A rural highway does not come within this definition. Such a “road is devoted to the public use. It is a highway in which the entire public is interested, and where the owners of adjacent land, although not touching the road, are equally benefited with those living upon it.” Graham v. Conger, supra. A highway extending through a county is not ordinarily of any greater benefit to lands through which it passes than to lands farther removed therefrom. And, if this act be upheld, the burden of laying out and establishing country roads will hereafter be borne by the few for the benefit of the public generally. A construction of our law that would work such an injustice should not be adopted.

The legislature may, no doubt, create and establish taxing districts, and provide for the taxation of lands therein for public improvements necessary to, and in the interests of, the district, but such was not the object or purpose of this act. The plain object of it was, as expressed by the learned judge below in his order overruling the demurrer, an attempt on the part of the legislature to “stamp all rural highways as local improvements.” It provides that owners of land within one mile of the highway laid out thereunder shall pay the cost and expense thereof. It creates no district for taxing or other purposes, but simply selects a few landowners to discharge a burden that should be assumed by all, or at least by those who are equally benefited by the improvement. The question as to the power and authority of the legislature in establishing taxing districts for the purposes of public improvements is not, therefore, before us. The act cannot be sustained on the district theory. In view of all these considerations, we are constrained to hold that a rural highway is not a “local improvement,” within the meaning of the constitution, and that the act in question is invalid.
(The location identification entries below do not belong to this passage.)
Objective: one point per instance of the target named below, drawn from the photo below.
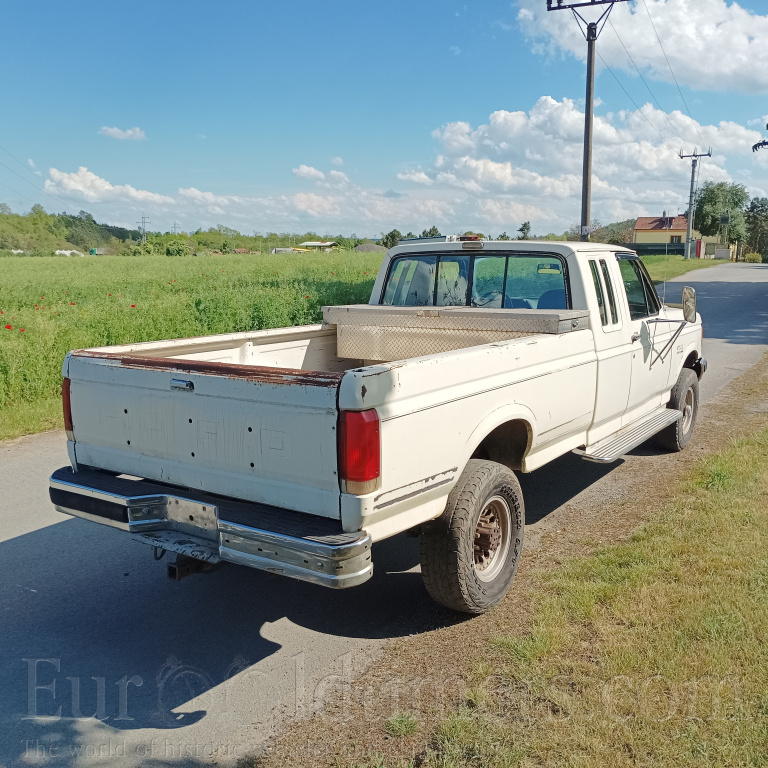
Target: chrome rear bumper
(213, 529)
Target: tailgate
(255, 433)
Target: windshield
(504, 281)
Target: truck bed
(253, 416)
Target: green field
(70, 303)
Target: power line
(20, 194)
(645, 83)
(143, 224)
(591, 31)
(27, 168)
(671, 71)
(22, 164)
(639, 110)
(27, 181)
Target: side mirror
(689, 304)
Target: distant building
(667, 234)
(660, 229)
(369, 248)
(319, 245)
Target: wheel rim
(688, 411)
(491, 543)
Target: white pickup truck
(292, 450)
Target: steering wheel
(484, 299)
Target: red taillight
(359, 450)
(67, 405)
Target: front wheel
(685, 398)
(469, 555)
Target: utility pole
(591, 31)
(694, 164)
(143, 225)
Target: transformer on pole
(695, 161)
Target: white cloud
(132, 134)
(308, 172)
(711, 44)
(533, 159)
(86, 185)
(417, 177)
(516, 166)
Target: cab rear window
(508, 281)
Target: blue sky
(235, 100)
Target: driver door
(649, 383)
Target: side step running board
(616, 445)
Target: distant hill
(38, 231)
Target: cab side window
(641, 295)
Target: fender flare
(494, 419)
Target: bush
(177, 248)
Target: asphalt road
(202, 670)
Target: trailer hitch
(184, 566)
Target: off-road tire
(685, 396)
(448, 544)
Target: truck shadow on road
(95, 610)
(717, 303)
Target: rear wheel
(685, 398)
(469, 555)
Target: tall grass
(71, 303)
(63, 304)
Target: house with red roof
(661, 229)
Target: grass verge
(31, 417)
(649, 652)
(662, 268)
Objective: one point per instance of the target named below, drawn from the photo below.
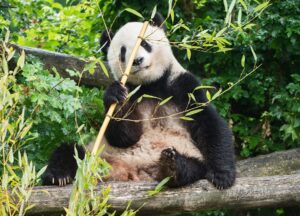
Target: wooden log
(248, 192)
(62, 62)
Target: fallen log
(248, 192)
(63, 62)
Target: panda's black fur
(208, 152)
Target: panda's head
(153, 57)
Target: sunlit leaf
(153, 11)
(243, 60)
(208, 96)
(133, 91)
(21, 60)
(254, 54)
(186, 118)
(261, 6)
(104, 69)
(193, 112)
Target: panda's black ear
(105, 39)
(158, 20)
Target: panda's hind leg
(182, 169)
(62, 165)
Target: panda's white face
(154, 55)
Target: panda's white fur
(154, 62)
(139, 162)
(160, 144)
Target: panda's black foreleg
(182, 169)
(62, 165)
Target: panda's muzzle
(138, 61)
(138, 69)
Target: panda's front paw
(221, 179)
(56, 177)
(115, 93)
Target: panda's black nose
(138, 61)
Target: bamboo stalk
(123, 81)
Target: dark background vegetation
(263, 110)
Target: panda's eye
(122, 54)
(146, 46)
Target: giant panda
(152, 142)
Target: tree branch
(248, 192)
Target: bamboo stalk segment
(123, 81)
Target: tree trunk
(248, 192)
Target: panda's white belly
(141, 160)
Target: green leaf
(243, 60)
(165, 101)
(80, 128)
(242, 2)
(104, 69)
(189, 54)
(217, 94)
(208, 95)
(193, 112)
(153, 11)
(253, 53)
(41, 171)
(7, 35)
(151, 96)
(133, 91)
(225, 5)
(261, 6)
(21, 60)
(186, 118)
(240, 17)
(130, 10)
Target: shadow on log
(248, 192)
(62, 62)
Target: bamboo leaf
(240, 17)
(217, 94)
(103, 67)
(242, 2)
(189, 54)
(153, 11)
(243, 60)
(130, 10)
(80, 128)
(254, 54)
(133, 91)
(208, 96)
(21, 60)
(261, 6)
(186, 118)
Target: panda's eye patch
(122, 54)
(146, 46)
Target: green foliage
(18, 174)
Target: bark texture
(252, 189)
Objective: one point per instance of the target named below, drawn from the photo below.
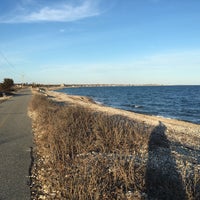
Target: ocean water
(177, 102)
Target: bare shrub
(82, 154)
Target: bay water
(176, 102)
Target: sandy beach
(166, 152)
(176, 130)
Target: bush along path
(85, 154)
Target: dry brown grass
(82, 154)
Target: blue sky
(100, 41)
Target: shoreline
(160, 111)
(163, 148)
(173, 125)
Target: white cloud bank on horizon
(57, 13)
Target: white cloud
(55, 13)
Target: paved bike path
(15, 145)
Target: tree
(6, 85)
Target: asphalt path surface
(15, 146)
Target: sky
(100, 41)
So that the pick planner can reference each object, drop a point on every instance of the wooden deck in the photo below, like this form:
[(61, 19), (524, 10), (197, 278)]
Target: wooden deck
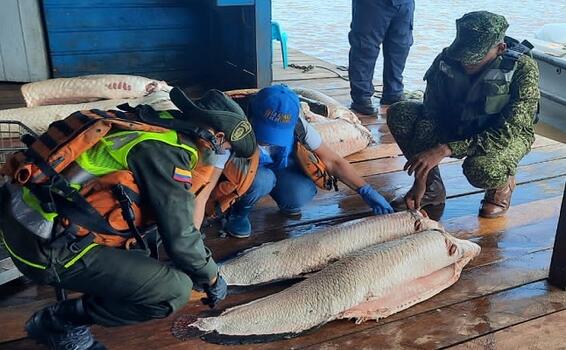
[(502, 300)]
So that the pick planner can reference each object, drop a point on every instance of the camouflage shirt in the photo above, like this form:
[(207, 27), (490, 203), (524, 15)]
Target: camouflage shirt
[(516, 118)]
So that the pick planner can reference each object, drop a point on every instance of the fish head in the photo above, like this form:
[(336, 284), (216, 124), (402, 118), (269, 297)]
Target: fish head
[(423, 223)]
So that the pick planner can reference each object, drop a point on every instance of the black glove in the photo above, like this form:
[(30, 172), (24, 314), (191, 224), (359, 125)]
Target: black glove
[(215, 293)]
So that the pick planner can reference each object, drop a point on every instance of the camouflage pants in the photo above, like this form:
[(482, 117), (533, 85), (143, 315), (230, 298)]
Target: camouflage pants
[(415, 134)]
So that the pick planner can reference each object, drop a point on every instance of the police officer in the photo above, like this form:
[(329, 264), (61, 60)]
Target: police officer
[(124, 287), (480, 102), (287, 142), (375, 23)]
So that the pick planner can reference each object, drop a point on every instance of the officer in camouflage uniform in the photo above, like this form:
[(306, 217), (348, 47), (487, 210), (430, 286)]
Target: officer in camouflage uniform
[(480, 104), (125, 287)]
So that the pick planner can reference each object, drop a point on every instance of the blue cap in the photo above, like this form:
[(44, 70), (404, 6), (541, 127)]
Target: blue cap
[(274, 114)]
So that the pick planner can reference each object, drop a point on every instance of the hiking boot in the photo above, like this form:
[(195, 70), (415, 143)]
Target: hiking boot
[(238, 224), (366, 107), (496, 201), (63, 326), (435, 194)]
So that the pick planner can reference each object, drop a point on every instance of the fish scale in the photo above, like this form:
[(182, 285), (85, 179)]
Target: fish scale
[(293, 257), (373, 272)]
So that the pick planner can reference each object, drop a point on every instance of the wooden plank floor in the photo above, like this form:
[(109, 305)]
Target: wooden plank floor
[(501, 301)]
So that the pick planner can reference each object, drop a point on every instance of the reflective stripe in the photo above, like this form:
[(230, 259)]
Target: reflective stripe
[(29, 263), (32, 202), (110, 154), (80, 255), (30, 217)]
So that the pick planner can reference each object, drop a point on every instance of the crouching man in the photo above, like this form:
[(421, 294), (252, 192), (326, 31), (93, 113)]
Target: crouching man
[(78, 207), (480, 104)]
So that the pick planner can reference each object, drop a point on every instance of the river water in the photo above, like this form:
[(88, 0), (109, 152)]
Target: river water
[(320, 27)]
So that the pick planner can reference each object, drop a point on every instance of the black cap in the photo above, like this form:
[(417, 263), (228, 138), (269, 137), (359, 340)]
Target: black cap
[(220, 112)]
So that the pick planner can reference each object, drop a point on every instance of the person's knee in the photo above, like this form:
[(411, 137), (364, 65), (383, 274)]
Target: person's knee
[(178, 296), (402, 114), (263, 183), (296, 194), (485, 173)]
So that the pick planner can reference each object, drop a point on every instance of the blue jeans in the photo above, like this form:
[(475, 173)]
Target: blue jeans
[(289, 187), (377, 22)]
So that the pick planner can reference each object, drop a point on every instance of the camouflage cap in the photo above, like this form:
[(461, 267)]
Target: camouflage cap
[(476, 33)]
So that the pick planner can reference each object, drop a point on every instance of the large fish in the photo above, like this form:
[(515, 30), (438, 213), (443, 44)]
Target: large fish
[(372, 283), (293, 257), (38, 118), (89, 88)]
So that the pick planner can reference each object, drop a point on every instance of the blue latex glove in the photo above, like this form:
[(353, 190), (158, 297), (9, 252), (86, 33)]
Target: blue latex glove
[(215, 293), (375, 200)]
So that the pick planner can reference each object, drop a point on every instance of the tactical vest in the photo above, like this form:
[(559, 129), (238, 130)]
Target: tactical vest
[(473, 104), (75, 178), (311, 164)]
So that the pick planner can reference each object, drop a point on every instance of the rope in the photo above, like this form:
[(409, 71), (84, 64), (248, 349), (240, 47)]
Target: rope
[(308, 68)]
We have examined and considered the suggestions of counsel for appellant that the act may be sustained with the assessment feature eliminated, but we cannot see our way clear to so hold. We are not prepared to say that with such feature stricken therefrom the legislature would have passed the act. Indeed, without it the act is shorn of its principal feature, and its whole purpose is gone.

Our conclusion is in accord with that reached by the learned judge of the court below, and his order in the premises is affirmed.